I arrived early. 6:30 a.m. They had the necessary documentation. The nurse smiled a greeting, handed me the familiar wrap, cleared me of any metal objects, and said there was going to be a  lot of noise inside the tube. She asked, in fact, if I had any serious fear of being confined to tight and noisy places. Having worked for nearly 50 years in a variety of news rooms, I said I could probably deal with it.

So she slid me into the tube, gave me a set of ear phones and asked if I cared to listen to FM radio as a distraction from the noise. I considered this offer but then asked whimsically whether she could upgrade to Mozart instead.

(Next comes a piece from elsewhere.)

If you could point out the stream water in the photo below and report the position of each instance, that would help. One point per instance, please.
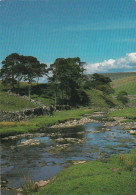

“I have it,” she announced triumphantly.

And so the doors slammed shut, internal noise kicked in and suddenly here was the music of Mozart, and I could scarcely believe what the nurse had dialed in. Beside his operas and symphonies and violin music and a half dozen other forms, Mozart wrote 27 piano concertos. His last – the 27th piano concerto written not long before he died – has been my favorite since I first heard it played by a Japanese woman in concert years ago. The music the nurse had dialed wasn’t the opening but the slow second movement, marked Larghetto by Mozart. A melody neither sad nor gloomy, but tender and wistful and altogether lovely. And one more thing: It’s practically the only Mozart piano concerto that I can play bearing any remote similarity to how it was written.

So I was totally overjoyed and I couldn’t restrain a shout-out to the nurse.

“Can I sing?” I yelled to the nurse.

“No,” she yelled, definitely horrified. “DON’T sing.

In other words, you’ll mess up the magnetos or the pulses or whatever was creating the magnetism flowing through the tube. And now the Mozart had shifted to his violin sonatas. And I had to stop to consider: When I was kid so long ago, what I knew about the equipment available to doctors was pretty much limited to forceps, needles, swabs, scalpels, bed pans, stethoscopes and stomach pumps.

And now, thank God, they were into MRIs, quadruple bi-passes, stents and more. But that wasn’t all. Near the end of the MRI the Mozart disappeared, replaced by a banging and hammering that sounded like a runaway road grader assaulting the walls of my tube. Toss in what sounded like an in-house thunderstorm.

And then silence. The tube door opened to reveal a smiling nurse. She said it was all part of the electronic examination and ultimately the doctors would get a picture.

“But, it’s finished. How’d it go,” she asked.

“Fabulous,” I said. “Thanks for the Mozart and, the rest.”

She led me back to my locker and said I was an excellent patient, but she couldn’t give me a clue.

The results? The neurologist’s office called to schedule a follow up in a few weeks “The preliminaries,” he said, “are not at all bad.”

I told him I handn’t misplaced my billfold in three weeks. He thought that was progress.